Driving around my neighbourhood, I see a lot of gardens with ripe fruit and I wonder why people plant these trees and don't use the fruit. It seems such a waste! Am I cheeky enough to knock on their door and ask if I can have some. I see a number of local orange trees that are just bursting with fruit.
In a previous house I lived in, we had two orange trees in the garden and we couldn't give enough away. I was happy for anyone to take a box of oranges so I didn't have to eat them all. I hope someone tells me they have oranges to give away soon, because I have a few new ideas to work on and I do love fresh oranges and orange juice. Orange sorbet? Orange Vegan ice cream?
But back to marmalade!
This is the first grapefruit marmalade I have made, because I generally use Navel or Seville oranges. This recipe is a hodge-podge of ones I have used when making orange marmalade. Also from a little research to find an easier way to deal with the peel and the bitter pith instead of spending hours cutting and slicing.

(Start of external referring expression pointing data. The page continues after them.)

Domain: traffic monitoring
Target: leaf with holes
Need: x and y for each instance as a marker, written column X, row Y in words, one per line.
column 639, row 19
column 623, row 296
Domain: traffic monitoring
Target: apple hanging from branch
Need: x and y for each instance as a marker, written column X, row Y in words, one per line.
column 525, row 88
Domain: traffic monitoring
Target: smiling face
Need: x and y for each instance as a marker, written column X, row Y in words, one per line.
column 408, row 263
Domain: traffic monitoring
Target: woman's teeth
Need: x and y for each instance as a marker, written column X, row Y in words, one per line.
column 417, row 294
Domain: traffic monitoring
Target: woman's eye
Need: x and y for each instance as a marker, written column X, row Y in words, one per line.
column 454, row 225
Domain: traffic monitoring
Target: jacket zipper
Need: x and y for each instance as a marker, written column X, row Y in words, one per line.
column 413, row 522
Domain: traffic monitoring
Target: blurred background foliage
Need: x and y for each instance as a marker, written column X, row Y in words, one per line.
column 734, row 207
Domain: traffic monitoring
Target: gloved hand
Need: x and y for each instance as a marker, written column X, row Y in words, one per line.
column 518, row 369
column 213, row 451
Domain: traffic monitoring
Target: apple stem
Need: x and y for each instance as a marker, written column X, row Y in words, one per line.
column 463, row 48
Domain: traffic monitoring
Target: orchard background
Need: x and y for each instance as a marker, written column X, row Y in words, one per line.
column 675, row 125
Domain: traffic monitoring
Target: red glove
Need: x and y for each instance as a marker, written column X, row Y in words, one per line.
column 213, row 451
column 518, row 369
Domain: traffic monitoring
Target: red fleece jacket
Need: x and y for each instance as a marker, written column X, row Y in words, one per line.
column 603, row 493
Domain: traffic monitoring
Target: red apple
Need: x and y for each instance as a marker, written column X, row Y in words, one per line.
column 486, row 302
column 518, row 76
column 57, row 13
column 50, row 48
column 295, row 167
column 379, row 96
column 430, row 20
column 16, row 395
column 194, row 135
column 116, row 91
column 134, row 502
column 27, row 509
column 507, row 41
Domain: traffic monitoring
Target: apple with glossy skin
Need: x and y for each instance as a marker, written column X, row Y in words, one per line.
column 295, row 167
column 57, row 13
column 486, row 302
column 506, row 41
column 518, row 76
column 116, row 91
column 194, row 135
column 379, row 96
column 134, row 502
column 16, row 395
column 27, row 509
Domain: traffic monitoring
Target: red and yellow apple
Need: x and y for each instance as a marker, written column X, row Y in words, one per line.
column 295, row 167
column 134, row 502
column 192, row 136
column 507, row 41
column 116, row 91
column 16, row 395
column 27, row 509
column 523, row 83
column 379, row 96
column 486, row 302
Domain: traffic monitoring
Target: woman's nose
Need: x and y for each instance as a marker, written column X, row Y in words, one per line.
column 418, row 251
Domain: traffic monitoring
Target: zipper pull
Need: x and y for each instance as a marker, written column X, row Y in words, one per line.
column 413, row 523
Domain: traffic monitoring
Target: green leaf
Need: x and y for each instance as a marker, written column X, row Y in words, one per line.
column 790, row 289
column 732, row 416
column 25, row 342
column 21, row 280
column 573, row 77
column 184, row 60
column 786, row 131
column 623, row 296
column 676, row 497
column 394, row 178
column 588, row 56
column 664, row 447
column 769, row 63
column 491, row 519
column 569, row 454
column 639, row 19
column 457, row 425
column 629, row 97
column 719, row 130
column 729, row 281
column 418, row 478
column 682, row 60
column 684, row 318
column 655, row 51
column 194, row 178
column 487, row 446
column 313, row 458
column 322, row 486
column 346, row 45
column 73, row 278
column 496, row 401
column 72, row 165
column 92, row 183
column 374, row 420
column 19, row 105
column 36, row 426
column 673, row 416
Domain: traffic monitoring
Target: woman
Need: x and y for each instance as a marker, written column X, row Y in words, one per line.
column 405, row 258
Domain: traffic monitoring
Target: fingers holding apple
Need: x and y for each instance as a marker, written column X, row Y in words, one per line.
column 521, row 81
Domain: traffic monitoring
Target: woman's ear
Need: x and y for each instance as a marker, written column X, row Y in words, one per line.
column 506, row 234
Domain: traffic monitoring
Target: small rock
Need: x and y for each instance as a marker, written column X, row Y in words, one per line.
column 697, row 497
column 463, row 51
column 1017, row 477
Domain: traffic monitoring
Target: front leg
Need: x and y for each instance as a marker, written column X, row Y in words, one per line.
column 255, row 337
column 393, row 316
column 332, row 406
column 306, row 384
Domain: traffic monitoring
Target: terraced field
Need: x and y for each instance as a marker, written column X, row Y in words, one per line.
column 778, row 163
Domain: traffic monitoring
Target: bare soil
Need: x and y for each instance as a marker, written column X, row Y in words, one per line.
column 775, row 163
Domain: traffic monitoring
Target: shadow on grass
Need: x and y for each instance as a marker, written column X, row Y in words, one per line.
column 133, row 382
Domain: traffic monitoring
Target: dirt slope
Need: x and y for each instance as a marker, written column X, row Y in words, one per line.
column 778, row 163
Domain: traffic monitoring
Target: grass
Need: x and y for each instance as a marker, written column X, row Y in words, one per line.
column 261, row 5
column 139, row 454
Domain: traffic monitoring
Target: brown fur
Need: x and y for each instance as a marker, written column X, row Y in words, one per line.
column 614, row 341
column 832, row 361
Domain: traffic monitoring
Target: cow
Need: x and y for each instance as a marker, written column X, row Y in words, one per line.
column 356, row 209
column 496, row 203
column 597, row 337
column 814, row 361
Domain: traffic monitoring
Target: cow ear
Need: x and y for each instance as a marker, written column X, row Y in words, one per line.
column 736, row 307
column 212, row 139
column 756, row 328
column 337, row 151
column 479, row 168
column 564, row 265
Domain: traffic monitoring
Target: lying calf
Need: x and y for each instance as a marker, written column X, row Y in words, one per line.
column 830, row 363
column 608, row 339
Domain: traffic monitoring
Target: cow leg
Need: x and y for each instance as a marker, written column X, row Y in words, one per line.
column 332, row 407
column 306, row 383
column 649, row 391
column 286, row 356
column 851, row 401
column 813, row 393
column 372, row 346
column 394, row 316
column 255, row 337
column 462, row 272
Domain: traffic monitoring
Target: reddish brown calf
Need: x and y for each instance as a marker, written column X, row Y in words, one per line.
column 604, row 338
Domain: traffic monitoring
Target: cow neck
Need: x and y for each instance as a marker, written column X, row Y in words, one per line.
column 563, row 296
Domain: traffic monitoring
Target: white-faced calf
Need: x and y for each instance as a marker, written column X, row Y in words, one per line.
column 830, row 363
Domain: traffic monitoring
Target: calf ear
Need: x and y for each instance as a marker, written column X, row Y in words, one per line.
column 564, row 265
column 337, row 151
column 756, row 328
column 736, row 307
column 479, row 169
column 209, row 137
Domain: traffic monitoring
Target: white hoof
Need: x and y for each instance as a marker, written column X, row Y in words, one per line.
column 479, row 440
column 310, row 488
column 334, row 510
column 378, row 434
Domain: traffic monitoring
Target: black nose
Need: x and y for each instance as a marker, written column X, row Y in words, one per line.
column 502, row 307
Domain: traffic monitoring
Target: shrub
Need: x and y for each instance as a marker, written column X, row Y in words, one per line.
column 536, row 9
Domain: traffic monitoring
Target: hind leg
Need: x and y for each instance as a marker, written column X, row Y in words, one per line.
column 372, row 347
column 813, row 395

My biggest problem in making this was that I ran out of gas part way through the first 40 minute cooking, even though my husband had checked it the day before and announced that we had 3/4 of a tank full. (we rely on bottled gas in this part of the hills). When the gas ran out I had to wait for the grapefruit to cool down, put it back in the fridge and wait for a gas delivery the following day before I could resume cooking- so that added an extra day of it sitting in the fridge! Not sure what difference this made, if any.
I was very surprised at how quickly the fruit boiled up once I had added sugar and the set was quite robust. The marmalade has a nice tang to it because of the whisky I added and it certainly doesn't have any bitter pithy taste. The whisky has the alcohol cooked out of it but it does give it a great warming taste and the colour is a beautiful caramel.
I will be sure to take a jar to my scottish friends when we go for dinner tomorrow evening!
Grapefruit Whisky Marmalade
Ingredients
Grapefruit - 2 kilos of fruit
Sugar - 2 kilos
whisky - 1/2 cup
Juice of 2 lemons
Water
You can change the quantity of fruit and sugar to suit how much you want to make.
Wash and dry fruit. Don't worry about taking out the pips, that comes later.
Cut the grapefruit into quarters and finely slice.
Place in a large stainless steel pan and cover with water.
Leave to soak overnight.
Following day, bring pan to the boil and cook for approximately 40 minutes until the fruit is very soft. You will notice that over the next hour or so that the fruit is cooking, the pips will rise to the surface. You can take them off using a slotted spoon and discard.
After 40 minutes, add the sugar and stir until it has dissolved. Add lemon juice and bring back to the boil.
Continue to boil until the marmalade reaches setting point (See blog post on cherry jam for setting point and bottling information)
This takes approximately 50 - 60 minutes, but keep checking to make sure the fruit is not catching on the bottom of the pan.
Once it has reached setting point, add whisky, cook for 3 minutes to burn off the alcohol and then turn off, allow 10 minutes for it to cool and spoon into prepared jars.
I ate this the very next day, but it may be better if left for a while for flavours to develop.